USA Today's article got it right with compassionate profiling of family voices: literally over 5,000 videos where birthing parents themselves explained their trauma and were amplified through this national platform. But after that seminal place of family inclusion, I'm left wondering why two other critical pieces were blatantly left out: the role of cesarean births in escalating our poor outcomes and the role of racial disparities impacting maternal health.
My challenge to the journalists at USA Today is to dig deeper. Prior to USA Today's article last week, two major media outlets recognized the role of overusing cesarean birth as a mitigating factor with their reporting:
In the article Nearly Dying in Childbirth: Why Preventable Complications Are Growing in the US? the author states: "The reasons for higher maternal mortality in the U.S. are manifold. Half of pregnancies in the U.S. are unplanned, so many women don't address chronic health issues beforehand. Greater prevalence of C-sections leads to more life-threatening complications. The fragmented health system makes it harder for new mothers, especially those without good insurance, to get the care they need. Confusion about how to recognize worrisome symptoms and treat obstetric emergencies makes caregivers more prone to error."

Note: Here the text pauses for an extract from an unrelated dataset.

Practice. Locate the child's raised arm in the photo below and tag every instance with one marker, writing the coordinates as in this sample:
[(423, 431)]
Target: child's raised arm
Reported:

And Time Magazine reported in 2016, "Cesarean has its complications and these can increase the risk of maternal death." Racial disparities in maternal health should have been part of the report. This past spring's New York Times' magazine and NPR radio broadcasts both covered maternal death with racial disparities:
"Documented pregnancy-related deaths have doubled in the United States since 1990, health experts say. And the rates among African American women are triple that of white women. Another reason for the increasing rate of mortality is that complicated pregnancies are more likely to result in a cesarean section," Fischer said. "If you have a C-section, it is more likely you are at risk for maternal complications and death," (source)

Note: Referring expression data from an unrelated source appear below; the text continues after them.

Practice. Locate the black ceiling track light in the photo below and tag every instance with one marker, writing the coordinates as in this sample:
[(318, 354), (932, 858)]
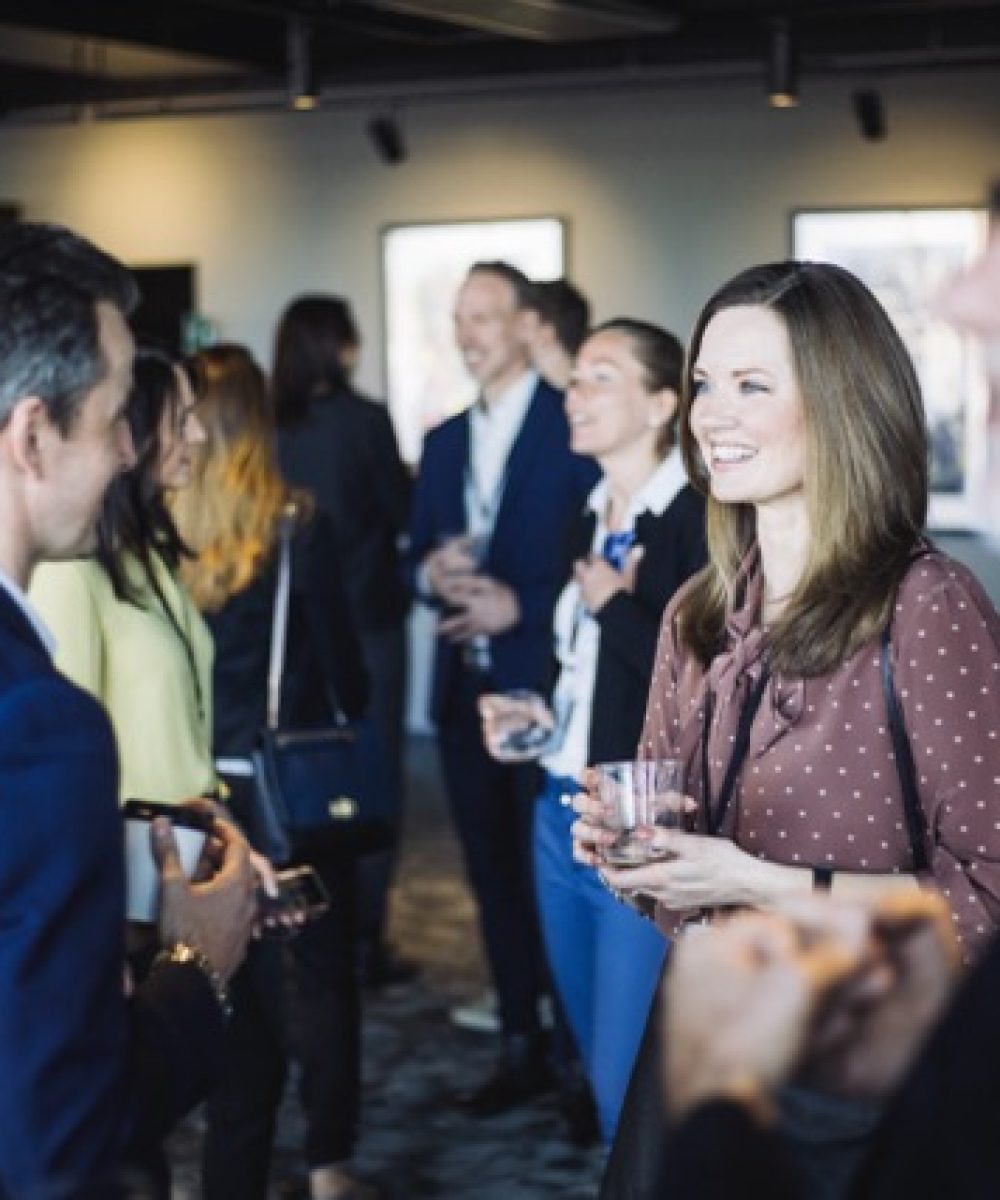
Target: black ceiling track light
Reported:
[(388, 139), (782, 66), (870, 114)]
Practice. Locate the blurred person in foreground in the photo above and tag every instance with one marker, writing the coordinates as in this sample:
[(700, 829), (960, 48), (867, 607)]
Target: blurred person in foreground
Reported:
[(560, 316), (639, 538), (830, 681), (861, 995), (341, 448), (231, 516), (85, 1068)]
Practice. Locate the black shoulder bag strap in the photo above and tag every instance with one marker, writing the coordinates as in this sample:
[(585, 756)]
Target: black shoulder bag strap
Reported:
[(714, 817), (916, 823)]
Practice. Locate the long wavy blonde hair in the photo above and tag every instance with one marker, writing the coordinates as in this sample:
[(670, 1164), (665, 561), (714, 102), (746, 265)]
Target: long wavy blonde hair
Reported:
[(229, 513)]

The poem stanza, "we have to live differently or we will die the same way" could very well be a critical call to action for improving maternity care. In my state of New Jersey, the most recent LeapFrog data revealed that NJ is doing worse, not better when it comes to reducing low-risk NTSV cesarean births. Thus, if we don't speak differently to expectant parents and policymakers about birth, we will lose a critical opportunity for engagement. Twice this week in NJ, two terrific organizations who deeply impact social justice and equity statewide did programs specific to the needs of infants and children in NJ but did not bring up the maternity care. As The Bergen Record reported, "37 women die, on average, for every 100,000 live births in NJ compared with 20 nationally....And African American women in NJ are five times more likely than their white counterparts to die from pregnancy-related complications." When national media outlets exclude racial disparities and over using cesarean births, they leave off the opportunity for resources to be accelerated and toolkits like ones from SisterSong and The National Partnership for Women and Children to be unused.
Alice Walker challenged grandmothers to 'step forward' and I challenge USA Today to step up this important team of editors and writers to acknowledge what was left out and the implications of not naming cesarean sections and racism in this important dialogue on maternal health. As Alice Walker reminds us, "The life of our species depends upon it."
About Jill Wodnick
Jill Wodnick, M.A., LCCE, is a national speaker on improving maternity care and a Lamaze educator at Montclair State University. Prior to that, Jill led a Community Doula Program in Hudson County, NJ for Medicaid participants. She has been part of the United Nations Commission on the Status of Women's Global Prenatal Initiative as well as on local and statewide programs for improving maternity care, eliminating racial disparities and the intersection of early childhood well being through birth. Jill can be found at @JillGW #SpeakingofBirth or www.JillWodnick.com.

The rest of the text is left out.